SwordGuy - It is a bit of a grey area to be honest; the T&Cs do not specifically state under different scenarios. It simply states that you need to move to a standard residential mortgage if you leave the company. The percentage you would need to pay would be based on the current valuation of the property at the time, e.g. if you bought it for $2m (this is HKD by the way, not USD sadly!) but it was worth $3m when you left the company, on a standard 70% LTV mortgage, they would lend you up to $2.1m. So in that case, there'd be no issue; you could just switch without any further deposit required. Obviously if property prices went the other way and you were in negative equity, it wouldn't be so pretty.

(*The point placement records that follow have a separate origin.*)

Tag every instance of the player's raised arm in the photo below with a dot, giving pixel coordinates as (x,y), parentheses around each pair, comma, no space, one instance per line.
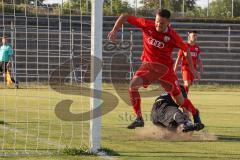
(120,21)
(177,61)
(180,44)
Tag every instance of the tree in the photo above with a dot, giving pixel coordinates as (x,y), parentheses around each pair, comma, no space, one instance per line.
(223,8)
(118,7)
(172,5)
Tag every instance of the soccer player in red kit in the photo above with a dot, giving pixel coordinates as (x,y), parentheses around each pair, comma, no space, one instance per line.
(159,39)
(187,75)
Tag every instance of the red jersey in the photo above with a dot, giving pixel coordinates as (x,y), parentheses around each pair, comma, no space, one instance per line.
(157,47)
(195,52)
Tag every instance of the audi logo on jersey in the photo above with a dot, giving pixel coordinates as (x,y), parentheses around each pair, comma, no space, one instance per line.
(155,42)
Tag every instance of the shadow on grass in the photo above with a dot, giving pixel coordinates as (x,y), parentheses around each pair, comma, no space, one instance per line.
(172,155)
(228,138)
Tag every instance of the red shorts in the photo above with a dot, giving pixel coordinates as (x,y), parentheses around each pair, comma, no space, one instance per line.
(151,72)
(187,76)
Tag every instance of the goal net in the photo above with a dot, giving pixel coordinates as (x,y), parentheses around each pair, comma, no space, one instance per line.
(52,63)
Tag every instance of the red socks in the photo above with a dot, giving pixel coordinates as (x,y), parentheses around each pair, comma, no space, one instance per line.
(186,88)
(189,106)
(136,102)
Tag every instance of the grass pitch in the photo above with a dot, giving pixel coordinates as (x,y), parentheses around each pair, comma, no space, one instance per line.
(29,125)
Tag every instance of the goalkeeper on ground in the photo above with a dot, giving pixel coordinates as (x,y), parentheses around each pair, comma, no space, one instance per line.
(166,113)
(6,52)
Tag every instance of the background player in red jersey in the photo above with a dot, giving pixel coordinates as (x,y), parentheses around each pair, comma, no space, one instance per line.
(159,40)
(187,75)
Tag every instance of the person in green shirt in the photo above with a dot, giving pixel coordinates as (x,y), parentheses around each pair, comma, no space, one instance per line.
(6,53)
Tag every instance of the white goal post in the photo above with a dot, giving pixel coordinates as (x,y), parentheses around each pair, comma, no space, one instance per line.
(96,84)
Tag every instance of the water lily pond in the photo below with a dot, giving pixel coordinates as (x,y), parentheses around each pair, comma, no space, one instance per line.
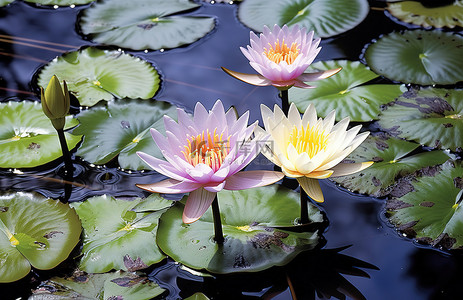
(385,222)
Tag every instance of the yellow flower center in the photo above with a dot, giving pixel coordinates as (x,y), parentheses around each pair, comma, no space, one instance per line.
(281,52)
(207,148)
(310,140)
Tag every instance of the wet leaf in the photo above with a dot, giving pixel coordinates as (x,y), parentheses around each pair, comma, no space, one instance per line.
(251,242)
(34,231)
(418,56)
(345,92)
(93,74)
(392,160)
(142,24)
(112,242)
(121,129)
(433,117)
(27,137)
(325,17)
(432,212)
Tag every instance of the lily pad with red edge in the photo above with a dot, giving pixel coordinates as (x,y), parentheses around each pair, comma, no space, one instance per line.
(347,92)
(34,231)
(326,17)
(252,243)
(120,129)
(144,24)
(94,74)
(392,159)
(432,117)
(27,137)
(431,212)
(120,234)
(418,56)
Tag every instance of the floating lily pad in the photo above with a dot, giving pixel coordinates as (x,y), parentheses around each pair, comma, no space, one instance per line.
(251,242)
(108,286)
(325,17)
(117,236)
(144,24)
(416,13)
(27,137)
(418,56)
(432,211)
(121,128)
(34,231)
(343,92)
(93,74)
(433,117)
(392,159)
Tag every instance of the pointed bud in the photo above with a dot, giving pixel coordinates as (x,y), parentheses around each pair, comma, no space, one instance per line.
(55,102)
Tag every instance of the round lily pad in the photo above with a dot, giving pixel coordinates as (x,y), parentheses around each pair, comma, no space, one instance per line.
(432,210)
(325,17)
(433,117)
(392,159)
(416,13)
(121,128)
(27,137)
(144,24)
(418,56)
(345,92)
(34,231)
(251,242)
(117,235)
(93,74)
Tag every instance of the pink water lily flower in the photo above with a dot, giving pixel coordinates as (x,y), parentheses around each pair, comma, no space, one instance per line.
(204,155)
(281,57)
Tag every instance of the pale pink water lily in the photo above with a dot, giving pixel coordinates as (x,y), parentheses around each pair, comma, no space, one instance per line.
(281,57)
(308,148)
(204,155)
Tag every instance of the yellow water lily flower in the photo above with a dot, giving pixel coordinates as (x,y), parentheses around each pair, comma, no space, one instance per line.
(308,148)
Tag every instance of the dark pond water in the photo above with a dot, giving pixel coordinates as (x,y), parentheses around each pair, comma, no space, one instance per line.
(405,270)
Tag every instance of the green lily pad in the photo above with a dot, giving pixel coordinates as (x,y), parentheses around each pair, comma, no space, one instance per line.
(416,13)
(251,242)
(34,231)
(345,93)
(116,285)
(142,24)
(116,236)
(418,56)
(325,17)
(433,117)
(93,74)
(392,160)
(432,211)
(121,128)
(27,137)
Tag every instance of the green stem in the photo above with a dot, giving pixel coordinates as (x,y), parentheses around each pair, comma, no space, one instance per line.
(218,233)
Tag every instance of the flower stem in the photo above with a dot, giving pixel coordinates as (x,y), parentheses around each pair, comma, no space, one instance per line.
(284,101)
(218,233)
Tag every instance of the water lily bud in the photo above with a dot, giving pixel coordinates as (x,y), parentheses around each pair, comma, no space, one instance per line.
(55,102)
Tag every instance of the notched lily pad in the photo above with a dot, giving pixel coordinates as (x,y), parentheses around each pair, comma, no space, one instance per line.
(27,137)
(251,242)
(345,92)
(121,128)
(392,160)
(115,236)
(144,24)
(418,56)
(34,231)
(325,17)
(415,12)
(432,212)
(93,75)
(433,117)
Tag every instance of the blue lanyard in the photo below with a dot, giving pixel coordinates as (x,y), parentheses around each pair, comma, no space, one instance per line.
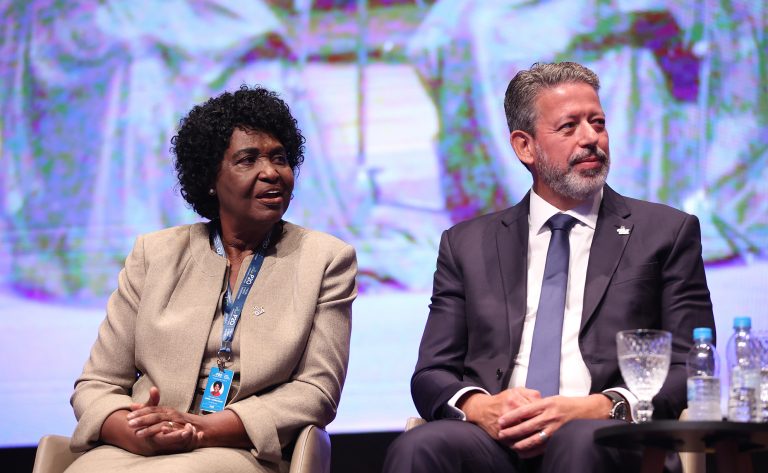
(233,309)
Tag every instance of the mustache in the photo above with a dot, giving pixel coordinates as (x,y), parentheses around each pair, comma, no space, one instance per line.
(587,155)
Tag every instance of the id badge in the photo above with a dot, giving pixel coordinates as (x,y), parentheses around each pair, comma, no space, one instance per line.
(216,390)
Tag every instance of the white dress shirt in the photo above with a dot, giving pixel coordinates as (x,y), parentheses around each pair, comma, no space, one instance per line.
(575,379)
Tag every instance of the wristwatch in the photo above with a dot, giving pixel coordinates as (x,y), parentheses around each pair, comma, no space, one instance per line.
(620,408)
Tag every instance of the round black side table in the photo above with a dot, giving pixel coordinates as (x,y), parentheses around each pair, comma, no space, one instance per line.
(729,441)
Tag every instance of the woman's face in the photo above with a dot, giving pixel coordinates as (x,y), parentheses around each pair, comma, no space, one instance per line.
(255,181)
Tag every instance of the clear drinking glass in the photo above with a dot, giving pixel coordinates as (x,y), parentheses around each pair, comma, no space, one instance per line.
(644,363)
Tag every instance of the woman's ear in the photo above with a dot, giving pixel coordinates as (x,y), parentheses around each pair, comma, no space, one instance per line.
(523,144)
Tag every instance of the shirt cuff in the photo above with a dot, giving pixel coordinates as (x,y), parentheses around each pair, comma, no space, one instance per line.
(450,411)
(631,399)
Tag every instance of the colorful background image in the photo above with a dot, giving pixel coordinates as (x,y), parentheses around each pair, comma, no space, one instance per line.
(402,106)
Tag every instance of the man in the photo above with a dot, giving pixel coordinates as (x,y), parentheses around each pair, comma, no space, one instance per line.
(507,385)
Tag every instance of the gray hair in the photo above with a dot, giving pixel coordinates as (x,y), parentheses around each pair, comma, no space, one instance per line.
(525,87)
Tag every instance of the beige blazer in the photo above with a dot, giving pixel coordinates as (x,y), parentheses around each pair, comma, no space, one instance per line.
(293,356)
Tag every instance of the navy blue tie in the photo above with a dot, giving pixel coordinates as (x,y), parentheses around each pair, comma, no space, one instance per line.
(544,365)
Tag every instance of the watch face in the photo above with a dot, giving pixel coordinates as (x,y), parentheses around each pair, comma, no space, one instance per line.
(619,411)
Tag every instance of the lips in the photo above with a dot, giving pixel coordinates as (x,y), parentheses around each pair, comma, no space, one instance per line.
(272,196)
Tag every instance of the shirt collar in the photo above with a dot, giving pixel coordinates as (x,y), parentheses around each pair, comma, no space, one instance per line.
(541,211)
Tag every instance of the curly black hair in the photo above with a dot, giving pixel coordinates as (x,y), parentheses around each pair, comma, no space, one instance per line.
(205,132)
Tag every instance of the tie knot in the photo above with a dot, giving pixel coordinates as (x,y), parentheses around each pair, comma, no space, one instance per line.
(561,222)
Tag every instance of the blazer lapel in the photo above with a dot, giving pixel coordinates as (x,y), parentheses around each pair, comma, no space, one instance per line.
(611,236)
(512,245)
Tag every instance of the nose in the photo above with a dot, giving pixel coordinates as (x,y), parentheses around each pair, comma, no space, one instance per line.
(268,171)
(588,135)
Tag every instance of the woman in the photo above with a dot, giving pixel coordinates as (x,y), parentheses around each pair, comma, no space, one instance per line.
(283,292)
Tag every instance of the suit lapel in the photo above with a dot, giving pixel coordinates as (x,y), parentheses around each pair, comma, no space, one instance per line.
(512,246)
(607,248)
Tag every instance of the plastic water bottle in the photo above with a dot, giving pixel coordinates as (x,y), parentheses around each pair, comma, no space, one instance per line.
(703,377)
(744,372)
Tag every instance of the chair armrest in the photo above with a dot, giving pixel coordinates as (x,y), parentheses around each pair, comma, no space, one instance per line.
(312,452)
(53,455)
(414,422)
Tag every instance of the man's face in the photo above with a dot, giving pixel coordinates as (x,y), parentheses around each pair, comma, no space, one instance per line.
(571,143)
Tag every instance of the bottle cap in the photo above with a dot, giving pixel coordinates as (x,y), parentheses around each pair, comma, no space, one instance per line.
(702,333)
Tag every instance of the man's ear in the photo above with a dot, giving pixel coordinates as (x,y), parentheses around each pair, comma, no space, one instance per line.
(523,145)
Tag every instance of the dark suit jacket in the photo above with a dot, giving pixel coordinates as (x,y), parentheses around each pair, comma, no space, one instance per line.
(651,278)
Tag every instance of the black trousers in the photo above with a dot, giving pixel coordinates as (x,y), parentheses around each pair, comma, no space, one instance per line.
(450,446)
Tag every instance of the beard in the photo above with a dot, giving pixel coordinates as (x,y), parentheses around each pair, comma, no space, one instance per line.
(568,182)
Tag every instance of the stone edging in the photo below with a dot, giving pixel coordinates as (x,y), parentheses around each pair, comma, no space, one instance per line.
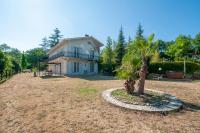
(175,103)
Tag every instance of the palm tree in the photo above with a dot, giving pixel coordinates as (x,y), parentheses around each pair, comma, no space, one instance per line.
(146,48)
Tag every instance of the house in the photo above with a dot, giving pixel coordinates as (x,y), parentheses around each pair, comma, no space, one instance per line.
(75,56)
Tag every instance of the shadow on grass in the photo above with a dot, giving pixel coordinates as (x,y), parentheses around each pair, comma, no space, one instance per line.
(93,77)
(2,81)
(190,106)
(52,77)
(173,80)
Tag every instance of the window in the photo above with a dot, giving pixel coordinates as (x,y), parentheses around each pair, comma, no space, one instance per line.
(76,67)
(76,52)
(92,54)
(91,67)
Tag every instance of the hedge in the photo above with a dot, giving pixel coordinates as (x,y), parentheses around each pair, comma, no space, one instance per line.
(178,66)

How far they would actually go to enforce this in practice is difficult to tell; I suspect if you were made redundant you might have a case to argue, but if you got fired or left of your own accord, maybe not so much!
How long til I could retire... I'm still working on figuring that one out! While our current spending is low, as an expat in HK we are faced with the prospect of school fees here in the coming years for 3 kids, which may change our spending levels dramatically if we decide to stay!
Waltworks - Yields are pretty reasonable I think, so does need a bit more investigation. I do have some investments in the stock market currently which I'm holding on to, though it's true that most of our excess is going towards the mortgage at the moment to try and get it out the way.